Yes. Because that is what happened. Have I ever brought up this incident before? No. I never claimed that this was something particularly important. It was brought up in this thread as a counter-example of another incident in which Muslims used force in an attempt to silence religious speech they disagree with, and it is not, it is another example of the same thing.

Wander down to the local Christmas celebrations in your neighborhood and wave a sign telling the celebrants that they are all foolishly following a fairy-tale and that they need to stop turning off their brains or dress up in a thawb and hold up banners proclaiming the Mohammed is the last prophet of God and see how long it takes to gather a crowd to attack you.

The violent kids in Dearborn were all kids. The Arab adults attempted to get the kids to leave the kooks alone. Spinning this as “Muslims” trying to silence criticism of Islam has no bearing on reality.

As an atheist from the bible belt this is actually similar to how I have interacted with Christians most of my life. I have never been attacked for it or had someone try to silence me or kick me out of anywhere, let alone a public street. I have been told that the tales in the bible are merely allegorical, I have had people try to entice me with promises of heaven, or warn me of hell, usually gently and also sternly on occasion. But never attacked.

Again you try to make this equivalence, and ignore the obvious: criticism of Islam is much more likely to be responded to with violence and attempts to silence it than criticism of Christianity, or any other religion. To pretend otherwise is absurd.

I seriously doubt that this would happen. But it could, and if it did my constitutional rights would be infringed upon. And it still would not mean that a case of Muslims using force in response to criticism of Islam is a counter-example to another case of Muslims using force in response to criticism of Islam.

Wrong. Most of the attackers were not stopped or detained. Among the few who were:
Bible Believers, et al. v. Wayne County, et al. (pdf, page 13)

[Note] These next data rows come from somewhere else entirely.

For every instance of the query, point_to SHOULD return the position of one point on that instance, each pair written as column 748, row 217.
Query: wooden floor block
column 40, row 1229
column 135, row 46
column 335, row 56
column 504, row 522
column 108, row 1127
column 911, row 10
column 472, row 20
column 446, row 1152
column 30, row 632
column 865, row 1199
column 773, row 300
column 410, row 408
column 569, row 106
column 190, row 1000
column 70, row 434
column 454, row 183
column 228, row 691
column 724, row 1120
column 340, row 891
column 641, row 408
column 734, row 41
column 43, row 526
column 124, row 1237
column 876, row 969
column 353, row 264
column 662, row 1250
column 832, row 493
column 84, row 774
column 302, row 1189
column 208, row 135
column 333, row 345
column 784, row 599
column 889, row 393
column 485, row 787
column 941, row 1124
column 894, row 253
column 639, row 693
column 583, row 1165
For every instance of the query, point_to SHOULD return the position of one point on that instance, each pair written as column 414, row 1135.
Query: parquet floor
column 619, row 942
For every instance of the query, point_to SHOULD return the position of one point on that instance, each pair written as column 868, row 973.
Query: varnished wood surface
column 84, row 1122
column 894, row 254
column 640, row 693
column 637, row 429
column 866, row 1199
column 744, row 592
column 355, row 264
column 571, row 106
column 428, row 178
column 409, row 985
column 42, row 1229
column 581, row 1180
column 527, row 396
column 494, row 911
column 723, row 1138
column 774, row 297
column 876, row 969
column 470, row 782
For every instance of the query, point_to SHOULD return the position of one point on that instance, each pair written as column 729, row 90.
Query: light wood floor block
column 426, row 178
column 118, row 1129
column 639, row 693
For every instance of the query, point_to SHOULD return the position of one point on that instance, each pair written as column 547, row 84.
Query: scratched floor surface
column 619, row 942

“one citation was issued to a 21-year old man who was caught throwing a bottle.”

We don’t know the ages of the attackers that the police didn’t catch or detain. Most of the descriptions are of teenagers. There is some overlap between teenagers and adults, of course.

A few did. You can see from the videos that most did nothing. And you can read from the case that the police did very little.

Mock quotes? Spinning?
Judge Eric L. Clay:

The Bible Believers took their own video, (which they edited to put online, although an unedited version is also available), and that video shows that the overwhelming number of the taunters were kids–well below 18. That a couple of older teens and a 21 year old took part does not change the fact that this was not an adult assault on the kooks, but a bunch of kids. There is another video of guys (early 20s) mocking the Bible Believers among themselves, but they are not involved in the direct harassment.

That the police did not do enough to protect the Bible Believers is different than a claim that “Muslims” were attacking the Bible Believers for their criticism of Islam.

You said the assailants were all kids. ALL kids. Those were the words you chose to use. They were not all kids. Some were adults, as has been proven. You were wrong.